Maximize your Exchange deployment's availability

Hello all,
Several readers have asked me about replication-based recovery servers for Exchange Server. The topic is worthy of a white paper, but I attempt to address the basics here.

The goal is to provide a reliable and supportable recovery server that can mirror or copy Exchange Information Store (IS) data in realtime or near-realtime. The primary server should also be able to transparently fail over to the recovery server, and the recovery server should be able to fail back to the primary server. Exchange doesn't inherently provide this type of functionality, but several third-party solutions exist. (Be aware, though, that Microsoft provides limited support for these types of setups.) Of the available solutions, two flavors exist: server mirroring and data replication.

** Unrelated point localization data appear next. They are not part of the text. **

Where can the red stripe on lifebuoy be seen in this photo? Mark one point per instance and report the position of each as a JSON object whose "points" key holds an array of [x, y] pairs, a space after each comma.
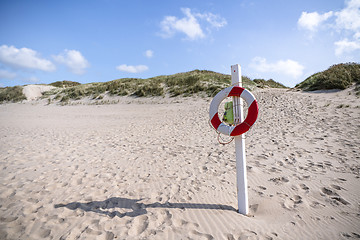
{"points": [[240, 129], [215, 121], [236, 91], [252, 113]]}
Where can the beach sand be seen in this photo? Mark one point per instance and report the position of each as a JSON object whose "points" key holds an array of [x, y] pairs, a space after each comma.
{"points": [[153, 169]]}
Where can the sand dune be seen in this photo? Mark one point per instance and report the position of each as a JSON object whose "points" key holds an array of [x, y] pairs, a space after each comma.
{"points": [[154, 170]]}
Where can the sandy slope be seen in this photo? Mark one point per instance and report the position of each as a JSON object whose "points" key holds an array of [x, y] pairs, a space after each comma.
{"points": [[156, 171], [33, 92]]}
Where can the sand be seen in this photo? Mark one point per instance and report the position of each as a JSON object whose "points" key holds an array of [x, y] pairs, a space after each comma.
{"points": [[153, 169], [34, 92]]}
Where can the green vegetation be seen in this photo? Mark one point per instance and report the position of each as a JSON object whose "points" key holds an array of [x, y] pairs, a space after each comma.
{"points": [[11, 94], [196, 82], [338, 76], [262, 83], [64, 84], [185, 84]]}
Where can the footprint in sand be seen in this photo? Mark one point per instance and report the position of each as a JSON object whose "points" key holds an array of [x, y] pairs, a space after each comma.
{"points": [[304, 187], [139, 225], [246, 234], [279, 180], [292, 202], [333, 196]]}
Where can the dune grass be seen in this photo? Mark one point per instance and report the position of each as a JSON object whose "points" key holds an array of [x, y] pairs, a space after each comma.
{"points": [[340, 76], [203, 82], [197, 82], [11, 94]]}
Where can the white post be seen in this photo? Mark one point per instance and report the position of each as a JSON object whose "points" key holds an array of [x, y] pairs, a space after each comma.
{"points": [[241, 178]]}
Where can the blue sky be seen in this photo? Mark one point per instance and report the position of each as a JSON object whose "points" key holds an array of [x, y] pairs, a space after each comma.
{"points": [[95, 41]]}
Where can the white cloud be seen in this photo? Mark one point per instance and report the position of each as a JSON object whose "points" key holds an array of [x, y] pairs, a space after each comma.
{"points": [[311, 21], [287, 67], [349, 17], [149, 53], [24, 58], [346, 46], [214, 20], [189, 25], [7, 75], [74, 60], [132, 69]]}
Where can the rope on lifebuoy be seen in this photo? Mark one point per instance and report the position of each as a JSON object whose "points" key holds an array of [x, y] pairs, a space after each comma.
{"points": [[253, 110]]}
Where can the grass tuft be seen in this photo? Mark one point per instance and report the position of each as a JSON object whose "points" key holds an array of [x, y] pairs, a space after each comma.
{"points": [[12, 94], [340, 76]]}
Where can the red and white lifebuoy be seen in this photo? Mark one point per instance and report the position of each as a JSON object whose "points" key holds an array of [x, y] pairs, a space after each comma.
{"points": [[250, 119]]}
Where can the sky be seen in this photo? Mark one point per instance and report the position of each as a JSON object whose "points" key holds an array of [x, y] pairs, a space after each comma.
{"points": [[87, 41]]}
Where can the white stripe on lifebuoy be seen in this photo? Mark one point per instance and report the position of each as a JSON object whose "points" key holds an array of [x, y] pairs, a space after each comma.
{"points": [[250, 119]]}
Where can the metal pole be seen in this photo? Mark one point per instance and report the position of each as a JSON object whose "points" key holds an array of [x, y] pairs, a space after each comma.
{"points": [[241, 178]]}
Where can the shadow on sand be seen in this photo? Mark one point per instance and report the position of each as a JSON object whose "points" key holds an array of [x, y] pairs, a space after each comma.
{"points": [[108, 206]]}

At the core of all the available solutions is some sort of shared storage or I/O mechanism—typically a Storage Area Network (SAN). When you're building a data replication or mirroring solution for a mission-critical application, shared storage or I/O interconnection is imperative. Also, many SAN implementations offer built-in volume or controller mirroring and cloning. This capability simplifies data replication because the SAN hardware and software already support such replication.

Server mirroring solutions are typically proprietary solutions that involve both hardware and software. For example, Marathon Technologies' Endurance products combine special I/O interconnection hardware with specialized software to provide a server mirror of your Exchange server. In addition to mirroring the data at an I/O level, this solution provides a completely redundant hot-backup server that's paired to a production server. Mirroring solutions are virtually lockstep fault tolerant with the production server and data and are great for small server deployments or branch-office Exchange servers that need high availability. However, such products add too much complexity for most environments with large Exchange servers that have many users and stores.

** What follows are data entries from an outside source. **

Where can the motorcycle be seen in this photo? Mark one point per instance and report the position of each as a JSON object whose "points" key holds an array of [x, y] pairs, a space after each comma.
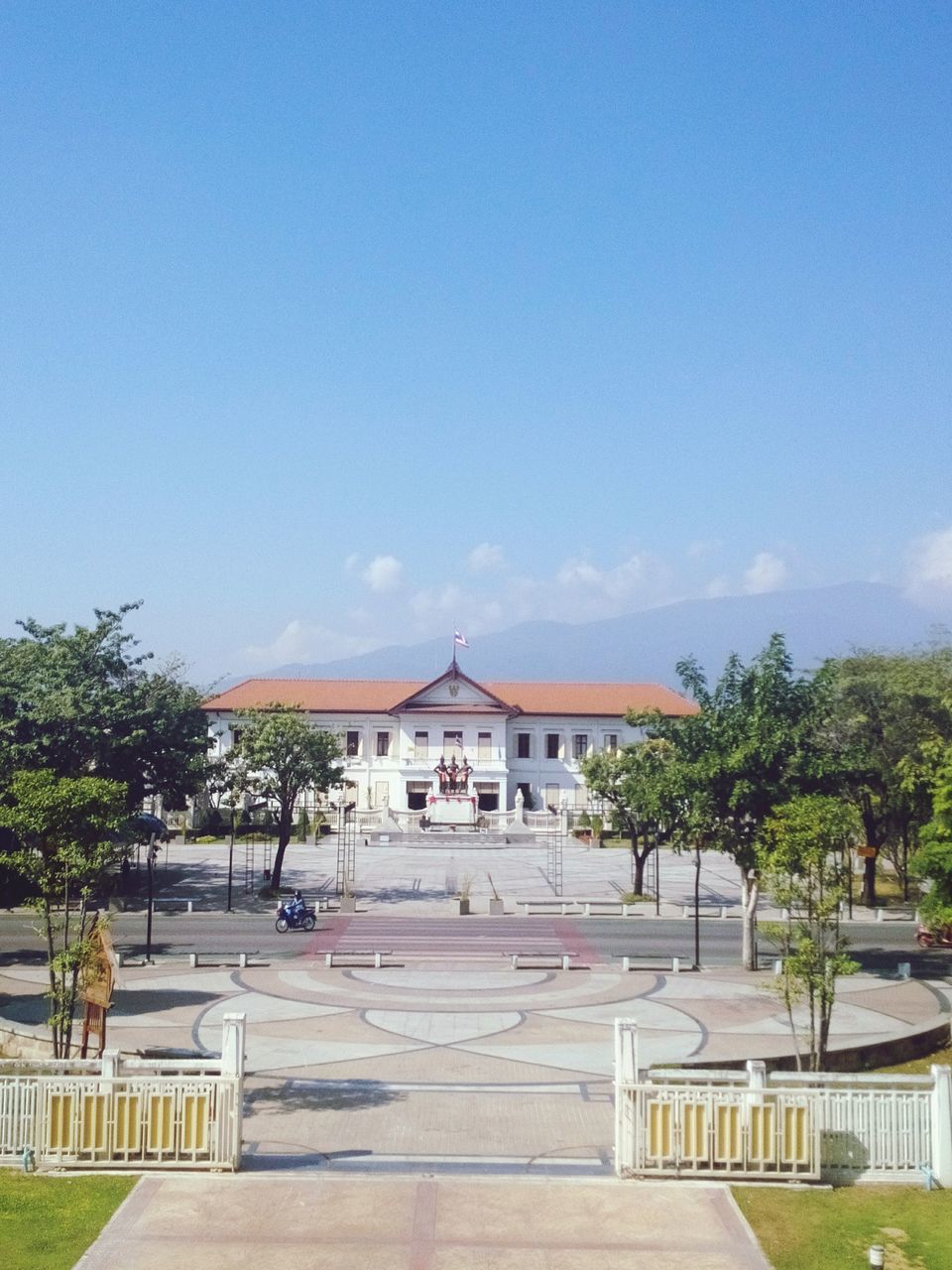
{"points": [[306, 920], [927, 939]]}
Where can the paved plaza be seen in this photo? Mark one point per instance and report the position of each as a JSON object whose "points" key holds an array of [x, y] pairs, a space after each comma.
{"points": [[444, 1110]]}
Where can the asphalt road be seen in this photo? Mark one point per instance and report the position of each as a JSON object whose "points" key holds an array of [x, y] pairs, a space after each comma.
{"points": [[879, 947]]}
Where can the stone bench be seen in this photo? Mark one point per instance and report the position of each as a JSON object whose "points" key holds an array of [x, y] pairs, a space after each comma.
{"points": [[240, 959], [175, 899], [706, 910], [357, 956], [578, 907], [540, 956], [651, 961]]}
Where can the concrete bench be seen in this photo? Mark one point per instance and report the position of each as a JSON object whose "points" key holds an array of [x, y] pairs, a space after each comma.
{"points": [[357, 956], [575, 907], [540, 956], [544, 906], [651, 961], [705, 910], [240, 959]]}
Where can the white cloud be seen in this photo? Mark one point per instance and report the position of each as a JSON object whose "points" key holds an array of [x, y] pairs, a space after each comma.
{"points": [[703, 548], [929, 567], [766, 572], [384, 572], [485, 557], [304, 642]]}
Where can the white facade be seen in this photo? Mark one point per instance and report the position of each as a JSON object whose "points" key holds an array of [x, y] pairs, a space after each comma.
{"points": [[390, 753]]}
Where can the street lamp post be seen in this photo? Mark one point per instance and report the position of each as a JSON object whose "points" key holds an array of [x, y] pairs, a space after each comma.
{"points": [[150, 861]]}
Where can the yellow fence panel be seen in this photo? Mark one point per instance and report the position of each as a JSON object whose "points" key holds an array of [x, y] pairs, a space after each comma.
{"points": [[160, 1123], [660, 1123], [194, 1123], [94, 1121], [763, 1144], [693, 1132], [796, 1135], [59, 1124], [127, 1112], [729, 1138]]}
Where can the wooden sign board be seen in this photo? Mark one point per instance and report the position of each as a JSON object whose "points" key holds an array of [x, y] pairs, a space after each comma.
{"points": [[98, 978], [96, 989]]}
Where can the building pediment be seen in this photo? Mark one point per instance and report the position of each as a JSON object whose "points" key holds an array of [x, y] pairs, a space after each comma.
{"points": [[454, 693]]}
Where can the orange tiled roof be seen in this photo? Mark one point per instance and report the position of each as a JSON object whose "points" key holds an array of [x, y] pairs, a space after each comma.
{"points": [[348, 697]]}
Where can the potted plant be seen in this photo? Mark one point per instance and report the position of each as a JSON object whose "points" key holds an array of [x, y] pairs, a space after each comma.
{"points": [[497, 908], [348, 902], [462, 897]]}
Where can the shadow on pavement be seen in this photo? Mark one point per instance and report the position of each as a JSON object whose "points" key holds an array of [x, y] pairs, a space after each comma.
{"points": [[294, 1096]]}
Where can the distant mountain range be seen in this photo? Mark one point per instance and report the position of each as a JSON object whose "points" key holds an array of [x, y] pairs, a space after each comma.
{"points": [[645, 647]]}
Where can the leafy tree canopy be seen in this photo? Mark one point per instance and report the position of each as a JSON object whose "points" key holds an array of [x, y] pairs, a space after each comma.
{"points": [[281, 754], [68, 837], [84, 702], [887, 721], [747, 751]]}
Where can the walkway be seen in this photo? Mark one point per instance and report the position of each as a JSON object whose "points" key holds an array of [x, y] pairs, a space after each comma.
{"points": [[389, 1223]]}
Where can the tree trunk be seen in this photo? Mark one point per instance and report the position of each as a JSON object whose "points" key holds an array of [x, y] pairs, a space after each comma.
{"points": [[867, 896], [749, 892], [639, 860], [284, 838]]}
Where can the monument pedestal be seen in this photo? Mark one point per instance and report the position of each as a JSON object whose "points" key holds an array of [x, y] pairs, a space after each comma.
{"points": [[451, 811]]}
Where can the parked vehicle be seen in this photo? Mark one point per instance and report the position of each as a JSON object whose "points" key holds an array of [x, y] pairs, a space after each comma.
{"points": [[291, 919], [927, 939]]}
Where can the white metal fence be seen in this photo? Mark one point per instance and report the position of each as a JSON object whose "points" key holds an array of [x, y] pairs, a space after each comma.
{"points": [[779, 1125], [127, 1112]]}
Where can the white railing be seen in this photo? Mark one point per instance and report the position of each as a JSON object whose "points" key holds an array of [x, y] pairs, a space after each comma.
{"points": [[779, 1125], [126, 1112]]}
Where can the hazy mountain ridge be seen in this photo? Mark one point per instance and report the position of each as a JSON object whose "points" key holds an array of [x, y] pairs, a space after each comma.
{"points": [[645, 647]]}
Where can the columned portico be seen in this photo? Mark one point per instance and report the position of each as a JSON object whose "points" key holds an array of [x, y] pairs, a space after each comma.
{"points": [[513, 737]]}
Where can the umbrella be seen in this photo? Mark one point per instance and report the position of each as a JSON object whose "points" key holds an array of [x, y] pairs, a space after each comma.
{"points": [[149, 825]]}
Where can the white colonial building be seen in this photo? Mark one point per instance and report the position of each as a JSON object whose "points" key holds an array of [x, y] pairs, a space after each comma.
{"points": [[516, 737]]}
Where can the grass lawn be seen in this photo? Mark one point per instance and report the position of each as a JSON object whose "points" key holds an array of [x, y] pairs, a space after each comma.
{"points": [[833, 1229], [48, 1223]]}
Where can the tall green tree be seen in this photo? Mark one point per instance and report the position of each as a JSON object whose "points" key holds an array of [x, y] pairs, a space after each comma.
{"points": [[748, 749], [933, 860], [800, 853], [887, 720], [68, 834], [643, 785], [85, 702], [281, 756]]}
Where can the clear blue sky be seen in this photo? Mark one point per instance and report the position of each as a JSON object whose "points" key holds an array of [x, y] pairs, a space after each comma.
{"points": [[325, 325]]}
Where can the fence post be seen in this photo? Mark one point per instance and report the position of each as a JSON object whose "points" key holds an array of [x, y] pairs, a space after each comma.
{"points": [[757, 1080], [626, 1051], [232, 1046], [942, 1124]]}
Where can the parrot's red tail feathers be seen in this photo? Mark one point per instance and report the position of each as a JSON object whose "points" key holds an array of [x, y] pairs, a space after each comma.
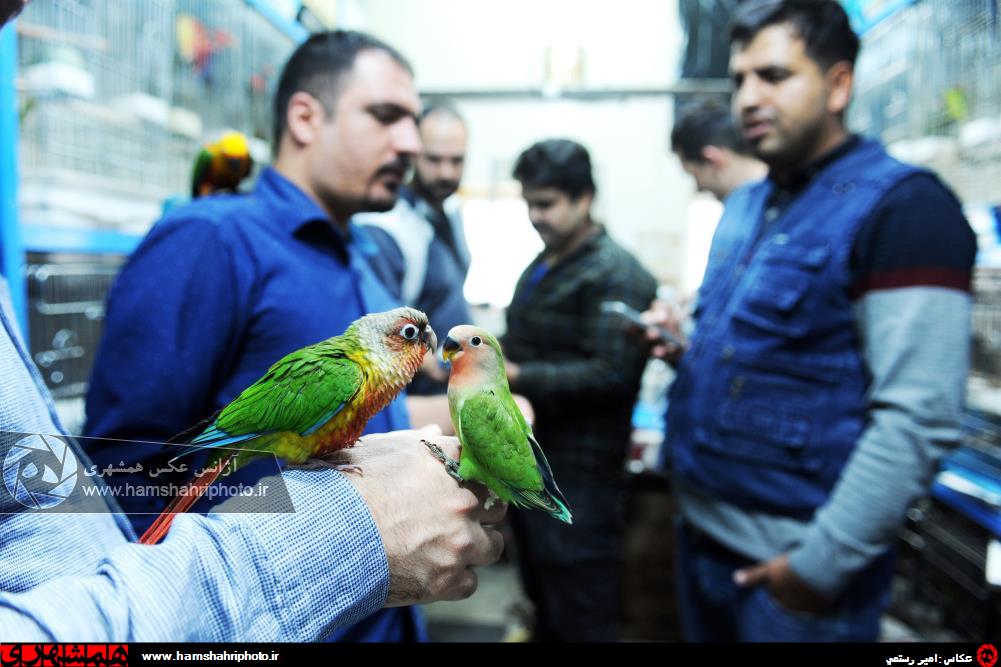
{"points": [[194, 490]]}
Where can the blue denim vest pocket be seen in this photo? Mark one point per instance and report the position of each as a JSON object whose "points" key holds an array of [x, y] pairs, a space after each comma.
{"points": [[768, 416], [775, 300]]}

Data replication solutions that build on SAN or Network Attached Storage (NAS) implementations are more mainstream and a bit more flexible. Solutions such as EMC's Symmetrix Remote Data Facility (SRDF) or Compaq's Data Replication Manager (DRM) replicate data volumes (e.g., the transaction log volume, the database files volume) across controllers that can be across the room or across town. From the perspective of Exchange and the Extensible Storage Engine (ESE)/Joint Engine Technology (JET) database engine, data replication from the Exchange server to the redundant data set is transparent. The key to successful implementation of this solution lies in tuning the I/O replication operations according to the physical distance between redundant data sets and the response time that Exchange requires. Data replication solutions also typically support either synchronous or asynchronous I/Os; choose either, depending on factors such as replication distance, I/O load, and application requirements. As you might guess, Exchange is rather sensitive to I/O problems, so you must ensure that your implementation is well tested and well tuned. Otherwise, your high-availability solution will increase downtime instead of decreasing it.

You can also implement other measures (with or without a data replication solution) to provide more rapid disaster recovery for your Exchange servers. For example, if you use a SAN, you can deploy a Redundant Array of Independent Servers (RAIS)—spare servers that you attach to the shared storage and boot from the SAN in the event that a production server or IS fails.

In building a recovery solution, you need to target the area of Exchange that causes the most downtime in your environment. If you want to protect your Exchange servers and data and can justify the cost of server mirroring or data replication solutions, you can maximize your Exchange deployment's availability.

Until the next time,
Jerry Cochran, News Editor, exadmin@winnetmag.com